While we're all trying to soak up as much sun and warmth as we can in spring, on some days, nothing beats a rich bowl of curry. Whether it's a rainy day or you simply want a break from the barbecue, this Japanese curry is the perfect answer and can be adapted with almost any ingredient you have at home.
This traditional dish is made regularly in pretty much every household. The main difference between Japanese curry and other types of curry is that it is thickened with a roux and sweetened with fruit, usually apple. This is usually storebought and can be found is most large grocery stores with a good international foods section. This recipe from Miku by Aburi Restaurant's chef Kazuya Matsuoka also includes dashi as a base to enhance the umami. Make your own tonight.
Heat water in a pot over medium heat until boiling. Add katsuobushi dashI powder and stir well. Turn the heat off and set the dashi broth aside.
In a heavy bottomed medium pot, heat vegetable oil over medium heat.

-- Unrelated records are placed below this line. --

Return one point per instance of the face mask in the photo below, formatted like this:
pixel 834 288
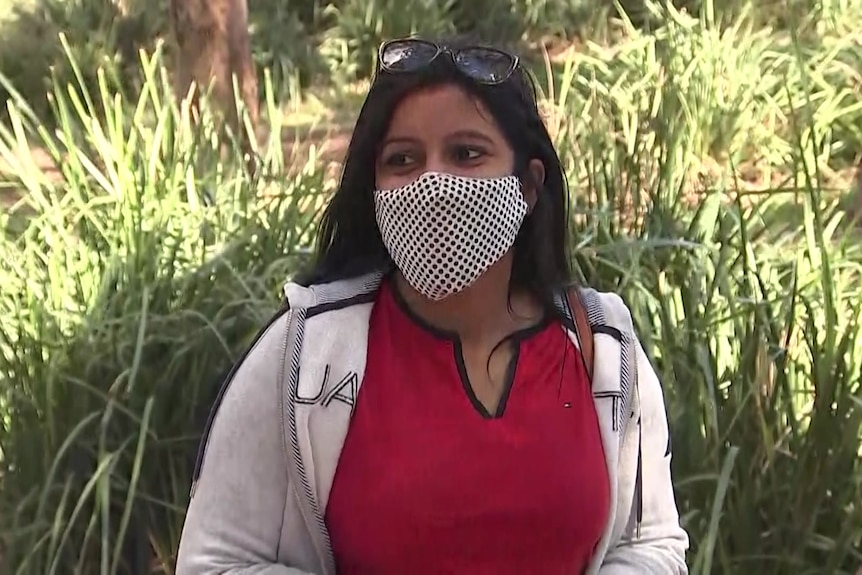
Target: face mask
pixel 444 231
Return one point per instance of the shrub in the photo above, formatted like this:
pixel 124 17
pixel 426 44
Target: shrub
pixel 701 157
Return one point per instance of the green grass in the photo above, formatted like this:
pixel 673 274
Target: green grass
pixel 707 157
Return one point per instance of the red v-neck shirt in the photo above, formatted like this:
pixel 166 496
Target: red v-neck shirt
pixel 428 482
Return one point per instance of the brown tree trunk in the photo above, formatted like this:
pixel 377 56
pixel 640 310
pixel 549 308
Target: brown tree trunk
pixel 213 47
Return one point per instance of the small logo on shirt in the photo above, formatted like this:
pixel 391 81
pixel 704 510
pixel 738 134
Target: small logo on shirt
pixel 329 390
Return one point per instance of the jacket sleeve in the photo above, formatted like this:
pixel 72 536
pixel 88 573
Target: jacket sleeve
pixel 658 545
pixel 233 523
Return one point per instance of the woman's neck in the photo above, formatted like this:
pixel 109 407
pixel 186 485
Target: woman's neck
pixel 483 313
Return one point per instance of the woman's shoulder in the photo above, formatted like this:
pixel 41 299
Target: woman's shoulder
pixel 606 310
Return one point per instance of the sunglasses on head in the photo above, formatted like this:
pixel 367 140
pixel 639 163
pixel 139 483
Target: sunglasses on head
pixel 484 65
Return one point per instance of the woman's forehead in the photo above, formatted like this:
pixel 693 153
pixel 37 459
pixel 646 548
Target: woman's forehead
pixel 440 109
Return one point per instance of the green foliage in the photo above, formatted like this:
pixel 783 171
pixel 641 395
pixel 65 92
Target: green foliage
pixel 705 155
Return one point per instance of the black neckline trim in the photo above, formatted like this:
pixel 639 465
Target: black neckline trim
pixel 515 338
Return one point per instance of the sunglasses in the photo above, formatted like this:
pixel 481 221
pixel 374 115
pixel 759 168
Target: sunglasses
pixel 484 65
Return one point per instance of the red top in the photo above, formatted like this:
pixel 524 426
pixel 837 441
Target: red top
pixel 428 482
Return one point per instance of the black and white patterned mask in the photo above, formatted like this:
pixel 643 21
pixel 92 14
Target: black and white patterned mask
pixel 444 231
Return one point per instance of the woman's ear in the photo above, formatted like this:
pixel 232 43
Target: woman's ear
pixel 535 179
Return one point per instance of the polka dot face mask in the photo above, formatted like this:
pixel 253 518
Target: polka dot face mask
pixel 444 231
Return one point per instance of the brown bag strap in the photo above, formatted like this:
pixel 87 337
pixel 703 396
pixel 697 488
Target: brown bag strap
pixel 582 325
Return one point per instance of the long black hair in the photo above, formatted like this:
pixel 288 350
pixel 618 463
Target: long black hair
pixel 348 240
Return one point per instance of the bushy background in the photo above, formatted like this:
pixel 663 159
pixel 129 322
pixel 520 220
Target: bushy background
pixel 710 150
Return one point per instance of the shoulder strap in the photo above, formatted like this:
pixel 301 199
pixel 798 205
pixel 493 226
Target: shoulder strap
pixel 582 324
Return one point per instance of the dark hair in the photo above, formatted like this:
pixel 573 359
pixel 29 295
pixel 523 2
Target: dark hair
pixel 348 240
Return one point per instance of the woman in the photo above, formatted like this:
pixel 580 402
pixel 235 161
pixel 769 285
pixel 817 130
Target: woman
pixel 478 443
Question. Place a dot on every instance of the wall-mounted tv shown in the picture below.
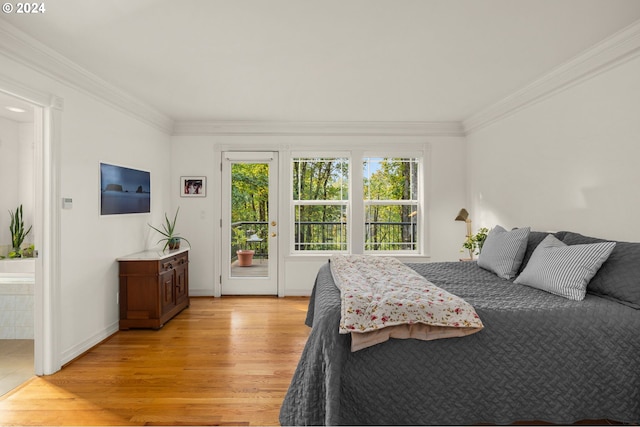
(124, 190)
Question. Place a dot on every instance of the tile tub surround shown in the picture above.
(16, 298)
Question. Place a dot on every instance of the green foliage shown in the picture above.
(169, 231)
(250, 192)
(474, 243)
(18, 233)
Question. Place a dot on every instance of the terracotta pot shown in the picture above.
(245, 257)
(174, 243)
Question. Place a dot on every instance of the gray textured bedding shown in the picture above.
(539, 357)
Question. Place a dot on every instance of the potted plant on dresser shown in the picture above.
(18, 233)
(171, 238)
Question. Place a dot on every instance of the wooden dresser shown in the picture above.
(154, 287)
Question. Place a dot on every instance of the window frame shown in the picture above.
(418, 202)
(356, 204)
(334, 202)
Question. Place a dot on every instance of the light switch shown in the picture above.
(67, 203)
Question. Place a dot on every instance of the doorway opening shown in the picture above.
(19, 126)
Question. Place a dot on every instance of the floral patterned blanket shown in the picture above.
(382, 292)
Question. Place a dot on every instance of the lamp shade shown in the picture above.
(463, 215)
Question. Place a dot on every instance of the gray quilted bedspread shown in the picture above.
(540, 357)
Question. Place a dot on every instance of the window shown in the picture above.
(320, 203)
(391, 204)
(376, 209)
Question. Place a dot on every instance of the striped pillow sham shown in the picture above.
(503, 250)
(562, 269)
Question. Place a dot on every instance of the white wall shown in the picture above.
(445, 182)
(91, 132)
(569, 162)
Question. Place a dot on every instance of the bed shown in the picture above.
(540, 356)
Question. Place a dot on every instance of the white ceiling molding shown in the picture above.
(318, 128)
(33, 96)
(26, 50)
(611, 52)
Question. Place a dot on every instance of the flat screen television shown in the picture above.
(124, 190)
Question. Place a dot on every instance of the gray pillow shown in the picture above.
(503, 250)
(535, 237)
(619, 278)
(564, 270)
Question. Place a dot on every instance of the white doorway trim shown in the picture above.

Add ginger and garlic and stir. Add curry powder and cumin.
Add onion and sauté until soft and translucent. Add ground pork and cook until pork is well done.
Add diced carrots and dashi broth. Cook until boiling, and skim any scum from surface of broth.
Add grated apple and honey and reduce heat to low. Simmer for additional 15 to 20 minutes, stirring regularly.
Add curry roux in small pieces and slowly dissolve with chopsticks.
Add soy sauce, ketchup, and tonkatsu sauce.
Finish with stirring in melted unsalted butter and cream and season with salt and pepper to taste.